Accuracy Score on Test Set for Random Forest Classifier: 0.7965618767214361
Precision Score - weighted averaged on Test Set for Random Forest Classifier: 0.7190495771048088
Recall Score - weighted averaged on Test Set for Random Forest Classifier: 0.7965618767214361
F1 Score - weighted averaged on Test Set for Random Forest Classifier: 0.7444888093081168
ROC-AUC score - weighted averaged on Test Set for Random Forest Classifier: 0.6977167825865475


The tuned random forest classifier doesn't actually outperform the original one by much! Nonetheless, this model performs the best of all of our models so far.

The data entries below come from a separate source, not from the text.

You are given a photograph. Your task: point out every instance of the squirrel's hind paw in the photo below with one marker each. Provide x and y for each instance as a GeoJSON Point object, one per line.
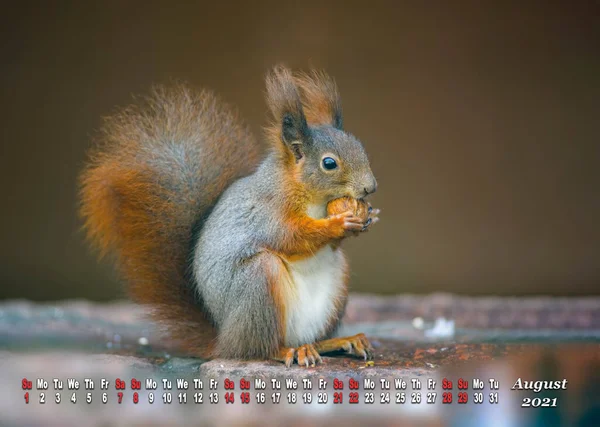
{"type": "Point", "coordinates": [358, 345]}
{"type": "Point", "coordinates": [305, 355]}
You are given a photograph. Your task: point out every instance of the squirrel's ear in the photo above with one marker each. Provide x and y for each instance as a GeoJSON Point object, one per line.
{"type": "Point", "coordinates": [321, 98]}
{"type": "Point", "coordinates": [285, 104]}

## 4. Gradient Boosting Classifier

In [20]:
# for some reason it was IMPOSSIBLE to run a RandomizedSearchCV on this classifier.
# I let it run for hours and it never completed.
# But let's try it with the default parameters to see if it's promising
# (it's not)

from sklearn.ensemble import GradientBoostingClassifier
GBC = GradientBoostingClassifier()
GBC.fit(X_train, y_train)

In [21]:
y_pred_gbc = GBC.predict(X_test)
y_probs_gbc = GBC.predict_proba(X_test)

In [22]:
print("Accuracy Score on Test Set for Gradient Boosting Classifier: {}"
      .format(accuracy_score(y_test, y_pred_gbc)))
print("Precision Score - weighted averaged on Test Set for Gradient Boosting Classifier: {}"
      .format(precision_score(y_test, y_pred_gbc, average='weighted')))
print("Recall Score - weighted averaged on Test Set for Gradient Boosting Classifier: {}"
      .format(recall_score(y_test, y_pred_gbc, average='weighted')))
print("F1 Score - weighted averaged on Test Set for Gradient Boosting Classifier: {}"
      .format(f1_score(y_test, y_pred_gbc, average='weighted')))
print("ROC-AUC score - weighted averaged on Test Set for Gradient Boosting Classifier: {}"
      .format(roc_auc_score(y_test, y_probs_gbc, average='weighted', multi_class='ovo')))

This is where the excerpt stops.